Entendons nous : Bone Tomahawk, est un film long et chiant, sans être contemplatif, ni même vraiment beau. Au fur et à mesure de l'ennui qui s'installe, passé 5 premières minutes introductives ultra-violentes, l'esprit s'égare, et en vient à porter de l'intérêt à autres choses que l'intrigue principale. C'est sur ces "autres choses", ce qui pourrait paraître des détails, que l'on décèle tout l'intérêt d'une oeuvre pas si stupide mais qui fait, pour certains du moins, le mauvais choix de l'opacité et de l'élitisme.
Pour faire court, le film est découpé en trois parties fortement inégales, de part leur durée, leur intérêt, et leurs choix artistiques. La première, véritable introduction, est un récital gore, une très bonne mise en bouche qui en annonce gros pour la suite, mais ne semble pas se rattacher au récit. On y présente de façon détournée et fugace les cannibales. Les amateurs de films d'horreurs reconnaîtrons les clins d'oeil massifs compris dans ce court passage. La seconde partie, la plus absurde, assurément, calme beaucoup trop le jeu en faisant le pari d'un ventre mou qui se détourne de l'horreur, bien qu'on y retrouve, à contre courant, les meilleures idées de l'ouvrage. Beaucoup trop longue, elle mérite cependant des coupes évidentes. La troisième partie, qui consiste en la rencontre effective avec les cannibales, est l'une des plus gores que j'ai pu voir au cinéma. Pire que çà, elle est vicieuse, détruisant en corps et esprit, tout ce qui avait été longuement et patiemment créé.

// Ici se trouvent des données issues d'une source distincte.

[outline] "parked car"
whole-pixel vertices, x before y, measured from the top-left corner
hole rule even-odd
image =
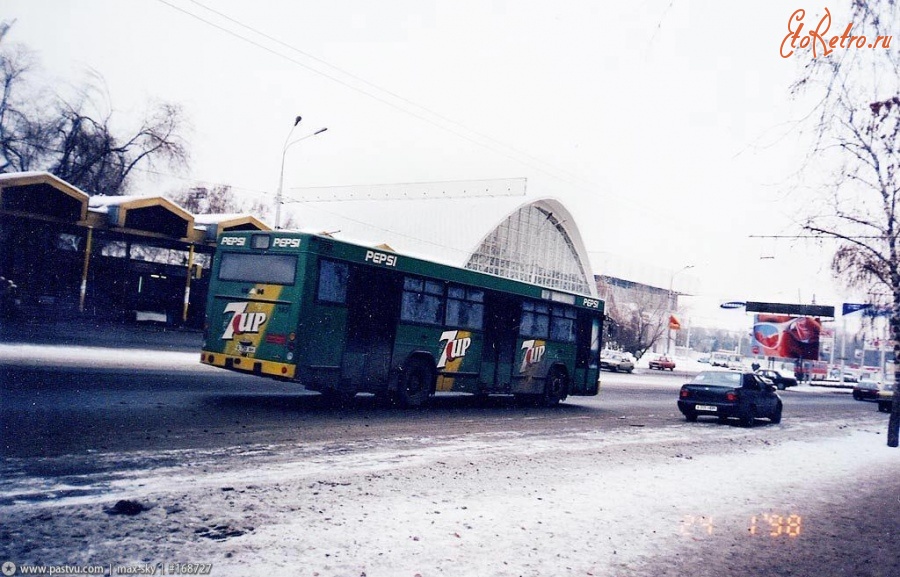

Le parti prix de l'oeuvre était ce mélange des genres crépusculaire, à l'image de ce qu'on avait pu voir, avec beaucoup de réussite chez le Vorace d'Antonia Bird. Mélanger l'âpreté du western avec le dégoût du film d'horreur cannibale était une très bonne idée, dont il ressort une ambiance extraordinairement noire. On sent ici, à mille lieues d'un Tarantino (la comparaison est facile), ou d'une trame encore plus classique, qu'il n'y a ici aucun espoir pour l'humanité ou nos personnages. L'antagonisme n'est pas un homme ou un peuple indien bizarre, mais la véritable noirceur de la violence animale brin captée par le réalisateur. Çà fait froid dans le dos.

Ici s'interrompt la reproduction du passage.